Smykal’s blue suit stank and shone, so maculate with blood that nobody was going to use it again, not even to burn him in. Aside from the body, the room was surprisingly empty after the hectic, tawdry flea-market-and-whorehouse ambience of the sitting room. Its floor was carpeted in fabric as cheaply fake as it was white: a big remnant spread across the room for Smykal to bleed into. The red stains had gone brown already, in big, deep, caked puddles. It was a great deal of blood, as if he’d danced before he dropped. It spread to splashes and stains on walls and furniture as well.
The windows were boarded with painted plywood. In addition to the overhead socket, where a dim bulb burned, large photographic lights were placed on stands around the walls. They had been turned off but still cast vestigial warmth to a hand held near them. Along one wall of the room, a shelf held three or four Nikons. We supply the equipment. The furniture consisted of one double-bed mattress covered with once-white sheets and a loveseat in pink plush.
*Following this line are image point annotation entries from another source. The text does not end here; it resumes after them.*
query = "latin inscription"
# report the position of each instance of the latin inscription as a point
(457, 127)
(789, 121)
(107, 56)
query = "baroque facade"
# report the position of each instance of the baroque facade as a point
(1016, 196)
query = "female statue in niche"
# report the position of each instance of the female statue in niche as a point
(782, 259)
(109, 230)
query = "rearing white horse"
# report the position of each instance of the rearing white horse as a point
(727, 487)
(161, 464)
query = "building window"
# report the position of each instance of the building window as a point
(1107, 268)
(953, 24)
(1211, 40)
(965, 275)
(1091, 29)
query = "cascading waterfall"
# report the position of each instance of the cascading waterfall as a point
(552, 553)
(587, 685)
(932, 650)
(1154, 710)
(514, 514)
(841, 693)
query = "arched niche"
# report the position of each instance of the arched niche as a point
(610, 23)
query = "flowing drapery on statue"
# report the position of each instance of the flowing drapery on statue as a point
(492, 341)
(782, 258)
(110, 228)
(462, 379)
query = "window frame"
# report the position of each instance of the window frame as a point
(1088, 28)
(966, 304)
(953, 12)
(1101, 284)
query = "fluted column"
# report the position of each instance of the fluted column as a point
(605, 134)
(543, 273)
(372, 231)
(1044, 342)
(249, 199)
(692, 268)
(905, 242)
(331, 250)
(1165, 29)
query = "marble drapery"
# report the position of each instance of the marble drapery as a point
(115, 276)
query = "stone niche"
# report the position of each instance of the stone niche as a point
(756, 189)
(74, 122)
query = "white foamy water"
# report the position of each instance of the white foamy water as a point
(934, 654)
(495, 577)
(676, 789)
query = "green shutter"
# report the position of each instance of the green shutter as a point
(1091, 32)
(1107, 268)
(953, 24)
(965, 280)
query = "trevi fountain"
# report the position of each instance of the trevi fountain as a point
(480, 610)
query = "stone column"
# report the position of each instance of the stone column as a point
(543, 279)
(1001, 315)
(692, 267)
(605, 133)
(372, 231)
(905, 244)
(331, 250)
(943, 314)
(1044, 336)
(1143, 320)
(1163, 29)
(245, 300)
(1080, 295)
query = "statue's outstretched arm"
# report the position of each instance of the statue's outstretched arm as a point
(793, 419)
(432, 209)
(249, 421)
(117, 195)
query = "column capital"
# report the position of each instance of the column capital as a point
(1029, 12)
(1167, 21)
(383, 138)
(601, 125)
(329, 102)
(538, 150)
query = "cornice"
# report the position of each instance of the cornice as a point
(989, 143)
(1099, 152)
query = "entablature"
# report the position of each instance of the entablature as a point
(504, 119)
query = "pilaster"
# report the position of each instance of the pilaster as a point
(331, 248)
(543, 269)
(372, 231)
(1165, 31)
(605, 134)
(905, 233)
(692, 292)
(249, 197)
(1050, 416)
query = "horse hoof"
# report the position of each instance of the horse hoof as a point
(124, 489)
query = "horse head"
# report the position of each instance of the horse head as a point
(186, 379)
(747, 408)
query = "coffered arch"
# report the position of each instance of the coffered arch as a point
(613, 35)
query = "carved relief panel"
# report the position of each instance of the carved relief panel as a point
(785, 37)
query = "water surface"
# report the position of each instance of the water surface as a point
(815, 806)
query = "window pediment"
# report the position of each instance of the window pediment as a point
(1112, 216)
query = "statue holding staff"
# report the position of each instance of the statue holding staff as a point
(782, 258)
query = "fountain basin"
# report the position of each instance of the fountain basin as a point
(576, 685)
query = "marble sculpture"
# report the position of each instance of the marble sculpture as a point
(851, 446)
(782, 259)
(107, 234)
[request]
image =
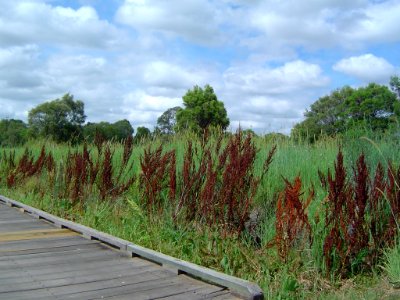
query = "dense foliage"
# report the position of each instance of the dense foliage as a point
(167, 121)
(205, 199)
(60, 119)
(201, 110)
(372, 107)
(117, 131)
(13, 132)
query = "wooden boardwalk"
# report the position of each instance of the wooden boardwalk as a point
(40, 261)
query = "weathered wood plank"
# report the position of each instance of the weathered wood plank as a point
(81, 281)
(70, 267)
(43, 243)
(35, 233)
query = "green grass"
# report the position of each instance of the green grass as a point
(301, 278)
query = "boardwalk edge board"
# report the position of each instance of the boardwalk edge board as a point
(243, 288)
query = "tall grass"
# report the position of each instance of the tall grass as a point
(209, 201)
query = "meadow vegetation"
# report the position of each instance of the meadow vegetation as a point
(301, 219)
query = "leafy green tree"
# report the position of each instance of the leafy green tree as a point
(370, 106)
(395, 85)
(202, 109)
(167, 121)
(347, 108)
(13, 132)
(141, 134)
(60, 119)
(117, 131)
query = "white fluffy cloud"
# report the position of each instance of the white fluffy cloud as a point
(272, 98)
(323, 24)
(34, 22)
(194, 20)
(367, 68)
(261, 57)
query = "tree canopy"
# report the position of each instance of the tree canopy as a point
(202, 109)
(395, 85)
(141, 134)
(117, 131)
(60, 119)
(347, 108)
(167, 121)
(13, 132)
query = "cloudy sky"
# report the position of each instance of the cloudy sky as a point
(266, 60)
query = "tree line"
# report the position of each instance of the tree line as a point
(374, 107)
(63, 120)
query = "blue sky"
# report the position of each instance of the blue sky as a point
(268, 61)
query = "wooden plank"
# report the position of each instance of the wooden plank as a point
(82, 266)
(36, 260)
(54, 260)
(130, 290)
(34, 234)
(82, 281)
(243, 288)
(59, 250)
(10, 228)
(90, 269)
(43, 243)
(169, 290)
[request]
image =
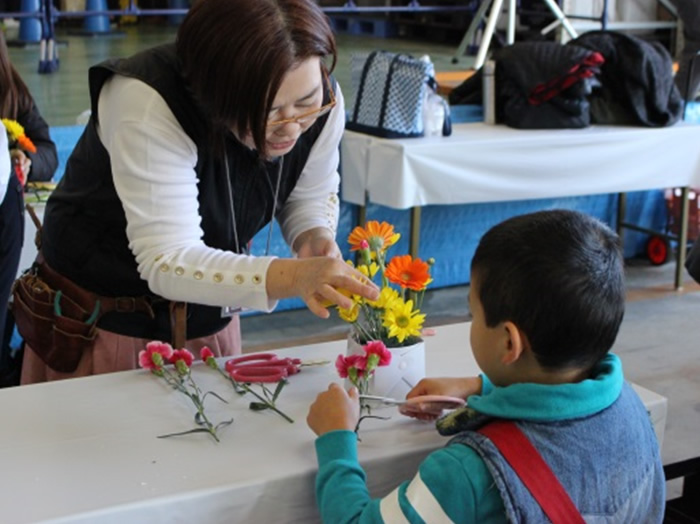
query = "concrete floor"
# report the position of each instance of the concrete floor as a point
(660, 338)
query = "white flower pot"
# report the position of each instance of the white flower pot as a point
(407, 367)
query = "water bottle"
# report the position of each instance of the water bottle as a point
(433, 107)
(489, 92)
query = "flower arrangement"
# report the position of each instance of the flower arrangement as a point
(18, 140)
(395, 317)
(155, 357)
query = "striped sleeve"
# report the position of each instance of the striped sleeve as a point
(451, 485)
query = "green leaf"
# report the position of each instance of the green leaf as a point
(223, 424)
(215, 395)
(196, 430)
(278, 390)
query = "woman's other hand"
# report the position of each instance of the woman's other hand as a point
(317, 242)
(334, 409)
(318, 281)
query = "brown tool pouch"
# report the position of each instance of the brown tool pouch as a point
(57, 336)
(57, 318)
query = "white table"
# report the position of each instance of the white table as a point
(85, 450)
(487, 163)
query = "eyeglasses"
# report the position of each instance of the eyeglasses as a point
(311, 115)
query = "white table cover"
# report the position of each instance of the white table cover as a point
(487, 163)
(85, 450)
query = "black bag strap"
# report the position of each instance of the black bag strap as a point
(361, 88)
(387, 88)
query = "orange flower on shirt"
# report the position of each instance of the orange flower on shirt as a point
(408, 272)
(378, 236)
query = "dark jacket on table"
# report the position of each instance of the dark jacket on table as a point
(637, 85)
(45, 160)
(692, 263)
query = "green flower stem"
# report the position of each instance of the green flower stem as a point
(178, 382)
(242, 388)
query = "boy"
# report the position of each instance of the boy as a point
(547, 299)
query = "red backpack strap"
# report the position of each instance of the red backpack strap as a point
(533, 471)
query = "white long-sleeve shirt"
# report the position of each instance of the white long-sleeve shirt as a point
(153, 161)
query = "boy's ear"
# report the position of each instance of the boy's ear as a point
(515, 343)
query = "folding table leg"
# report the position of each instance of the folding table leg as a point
(682, 239)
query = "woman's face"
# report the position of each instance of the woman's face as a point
(300, 93)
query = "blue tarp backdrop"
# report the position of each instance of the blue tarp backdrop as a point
(450, 234)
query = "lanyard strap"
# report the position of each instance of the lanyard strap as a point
(533, 471)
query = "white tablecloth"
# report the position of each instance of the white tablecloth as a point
(85, 450)
(485, 163)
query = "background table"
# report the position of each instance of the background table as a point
(485, 163)
(85, 450)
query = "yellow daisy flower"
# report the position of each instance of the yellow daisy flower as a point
(387, 297)
(402, 321)
(349, 315)
(368, 271)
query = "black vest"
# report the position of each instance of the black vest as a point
(84, 233)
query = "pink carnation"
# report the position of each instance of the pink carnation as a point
(378, 348)
(156, 347)
(206, 353)
(184, 355)
(343, 364)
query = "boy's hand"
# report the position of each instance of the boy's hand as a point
(333, 410)
(451, 387)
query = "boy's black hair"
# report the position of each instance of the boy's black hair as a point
(558, 276)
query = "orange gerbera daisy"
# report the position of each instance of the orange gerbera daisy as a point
(408, 272)
(26, 143)
(378, 236)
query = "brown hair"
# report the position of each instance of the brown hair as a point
(235, 54)
(15, 98)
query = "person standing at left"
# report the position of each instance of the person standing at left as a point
(11, 236)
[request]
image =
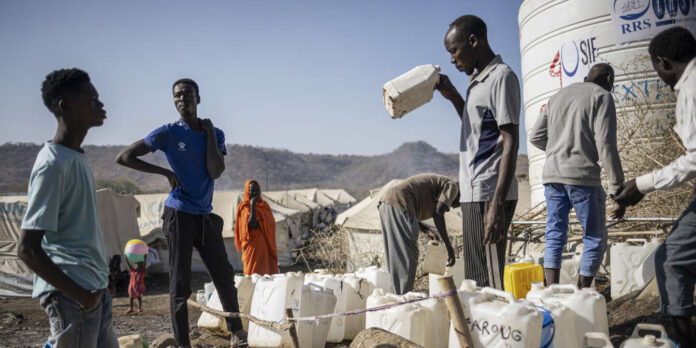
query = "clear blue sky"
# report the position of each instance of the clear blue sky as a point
(302, 76)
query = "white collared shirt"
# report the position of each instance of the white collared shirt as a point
(684, 167)
(492, 100)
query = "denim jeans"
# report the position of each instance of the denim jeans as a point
(589, 203)
(675, 266)
(73, 327)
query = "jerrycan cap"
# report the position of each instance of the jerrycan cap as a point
(650, 340)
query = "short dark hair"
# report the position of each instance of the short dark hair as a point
(675, 43)
(186, 81)
(470, 24)
(60, 82)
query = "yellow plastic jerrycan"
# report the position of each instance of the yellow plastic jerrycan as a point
(520, 276)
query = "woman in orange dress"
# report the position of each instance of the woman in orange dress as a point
(254, 232)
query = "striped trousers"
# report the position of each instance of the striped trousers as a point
(483, 263)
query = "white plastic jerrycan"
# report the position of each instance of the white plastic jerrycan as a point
(245, 288)
(435, 260)
(632, 265)
(638, 341)
(408, 321)
(410, 90)
(587, 305)
(456, 271)
(351, 293)
(405, 320)
(271, 296)
(496, 319)
(570, 268)
(564, 334)
(377, 277)
(315, 301)
(596, 340)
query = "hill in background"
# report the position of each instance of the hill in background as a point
(286, 170)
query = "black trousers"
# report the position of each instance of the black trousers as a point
(204, 232)
(480, 263)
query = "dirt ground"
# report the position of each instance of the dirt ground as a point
(23, 322)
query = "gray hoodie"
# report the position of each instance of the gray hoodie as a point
(577, 128)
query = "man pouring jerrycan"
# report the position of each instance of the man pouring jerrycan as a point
(488, 144)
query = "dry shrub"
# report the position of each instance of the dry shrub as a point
(646, 138)
(327, 249)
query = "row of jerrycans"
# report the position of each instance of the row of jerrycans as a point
(309, 295)
(496, 319)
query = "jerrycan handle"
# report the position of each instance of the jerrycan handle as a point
(636, 240)
(499, 293)
(591, 340)
(563, 288)
(648, 327)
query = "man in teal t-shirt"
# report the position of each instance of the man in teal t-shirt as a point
(61, 241)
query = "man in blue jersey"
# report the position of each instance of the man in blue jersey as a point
(194, 150)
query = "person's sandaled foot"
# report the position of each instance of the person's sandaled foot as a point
(239, 339)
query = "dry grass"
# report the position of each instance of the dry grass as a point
(328, 249)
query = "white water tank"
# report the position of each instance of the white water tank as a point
(561, 39)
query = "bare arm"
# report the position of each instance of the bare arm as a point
(214, 160)
(539, 134)
(450, 93)
(494, 230)
(129, 157)
(35, 257)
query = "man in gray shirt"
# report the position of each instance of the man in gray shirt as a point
(488, 149)
(401, 209)
(577, 128)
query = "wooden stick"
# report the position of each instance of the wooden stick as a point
(622, 234)
(261, 322)
(456, 311)
(293, 330)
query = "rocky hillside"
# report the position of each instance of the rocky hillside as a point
(286, 170)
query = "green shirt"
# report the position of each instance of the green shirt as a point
(62, 202)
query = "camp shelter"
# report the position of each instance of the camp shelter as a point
(287, 220)
(363, 228)
(117, 222)
(224, 204)
(16, 279)
(306, 210)
(150, 225)
(315, 195)
(343, 200)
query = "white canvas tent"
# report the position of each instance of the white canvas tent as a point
(316, 196)
(16, 278)
(117, 222)
(224, 204)
(343, 200)
(363, 228)
(306, 210)
(288, 222)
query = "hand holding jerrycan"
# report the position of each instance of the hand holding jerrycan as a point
(410, 90)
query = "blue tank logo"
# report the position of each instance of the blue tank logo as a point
(631, 9)
(577, 61)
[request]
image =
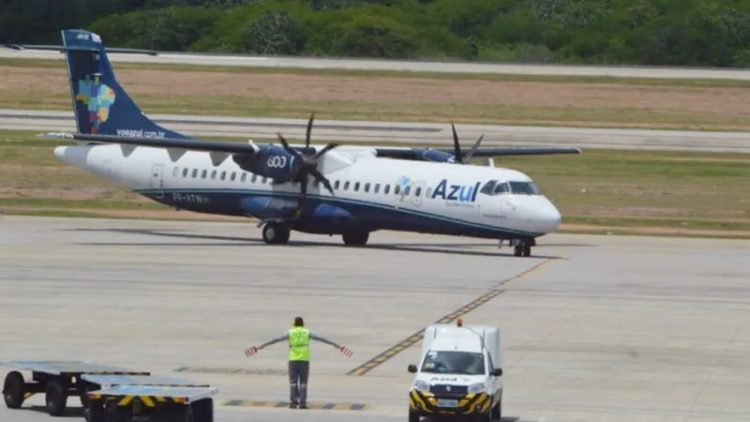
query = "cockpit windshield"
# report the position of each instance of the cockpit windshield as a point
(495, 187)
(524, 188)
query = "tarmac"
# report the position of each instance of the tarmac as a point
(594, 327)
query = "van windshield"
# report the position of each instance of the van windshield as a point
(460, 363)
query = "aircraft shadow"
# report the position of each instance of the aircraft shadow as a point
(450, 248)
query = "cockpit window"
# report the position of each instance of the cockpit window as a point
(488, 187)
(524, 188)
(502, 188)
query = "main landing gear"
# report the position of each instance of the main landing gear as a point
(522, 247)
(275, 233)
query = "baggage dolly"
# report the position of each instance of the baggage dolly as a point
(123, 398)
(57, 379)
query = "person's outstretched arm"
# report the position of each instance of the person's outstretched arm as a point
(252, 350)
(343, 349)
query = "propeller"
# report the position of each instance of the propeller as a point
(458, 156)
(309, 164)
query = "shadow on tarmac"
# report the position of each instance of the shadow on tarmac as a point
(231, 241)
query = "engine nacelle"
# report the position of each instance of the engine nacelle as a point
(270, 161)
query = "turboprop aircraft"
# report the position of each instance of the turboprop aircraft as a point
(329, 189)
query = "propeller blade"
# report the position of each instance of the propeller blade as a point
(324, 150)
(303, 196)
(457, 156)
(309, 130)
(322, 179)
(474, 149)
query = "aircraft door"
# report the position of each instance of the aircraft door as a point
(157, 180)
(418, 193)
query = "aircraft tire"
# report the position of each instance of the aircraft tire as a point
(55, 399)
(14, 390)
(275, 234)
(355, 238)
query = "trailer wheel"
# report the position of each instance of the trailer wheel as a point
(14, 390)
(203, 410)
(56, 399)
(94, 411)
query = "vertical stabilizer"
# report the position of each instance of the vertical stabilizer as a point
(101, 106)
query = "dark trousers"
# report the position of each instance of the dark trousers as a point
(299, 371)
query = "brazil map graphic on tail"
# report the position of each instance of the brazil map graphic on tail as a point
(98, 98)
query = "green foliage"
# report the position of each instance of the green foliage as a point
(647, 32)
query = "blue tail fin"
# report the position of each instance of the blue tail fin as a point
(101, 106)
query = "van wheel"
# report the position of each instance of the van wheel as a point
(14, 390)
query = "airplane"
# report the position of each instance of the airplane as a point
(326, 189)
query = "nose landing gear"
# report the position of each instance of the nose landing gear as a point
(522, 247)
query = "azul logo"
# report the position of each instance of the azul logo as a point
(461, 193)
(98, 98)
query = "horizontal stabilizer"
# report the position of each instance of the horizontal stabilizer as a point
(62, 48)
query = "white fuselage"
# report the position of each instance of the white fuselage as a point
(380, 193)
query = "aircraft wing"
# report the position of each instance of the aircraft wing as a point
(434, 154)
(186, 144)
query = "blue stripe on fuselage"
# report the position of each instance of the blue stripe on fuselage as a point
(372, 215)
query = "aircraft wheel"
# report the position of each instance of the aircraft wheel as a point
(275, 234)
(56, 399)
(14, 390)
(355, 238)
(518, 250)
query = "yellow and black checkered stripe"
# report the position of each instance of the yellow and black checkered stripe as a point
(147, 401)
(470, 404)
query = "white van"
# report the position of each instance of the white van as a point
(460, 373)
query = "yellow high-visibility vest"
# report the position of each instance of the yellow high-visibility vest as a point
(299, 344)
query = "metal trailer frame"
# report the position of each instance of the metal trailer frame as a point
(57, 379)
(122, 397)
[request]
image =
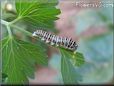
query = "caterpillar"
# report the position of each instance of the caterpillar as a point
(52, 39)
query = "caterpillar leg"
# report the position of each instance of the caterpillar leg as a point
(75, 52)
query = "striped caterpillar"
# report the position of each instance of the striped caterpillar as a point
(67, 43)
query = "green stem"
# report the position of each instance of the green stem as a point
(9, 31)
(8, 27)
(15, 20)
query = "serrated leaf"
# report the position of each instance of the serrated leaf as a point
(38, 13)
(69, 73)
(77, 58)
(19, 59)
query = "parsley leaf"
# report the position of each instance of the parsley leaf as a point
(19, 59)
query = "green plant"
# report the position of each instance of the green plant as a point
(19, 56)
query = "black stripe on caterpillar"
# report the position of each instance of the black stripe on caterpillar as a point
(64, 42)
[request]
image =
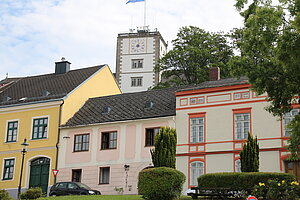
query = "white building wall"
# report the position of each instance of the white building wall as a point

One wall sported a large mirror.
Roses on the dirty wallpaper in the stricken room—the same wallpaper as in the front room—carried the color of Smykal’s blood onto the wall, where their cousins, splotches of actual blood, joined them. Cardboard coffee cups stood or lay on the floor, some used as ashtrays. Pot was among the smells, its rancid reek striving against that of Smykal’s emptied bowels. Although the man had apparently been filming when Fred was here earlier, there was no immediate sign of his work, nor of who had been here with him.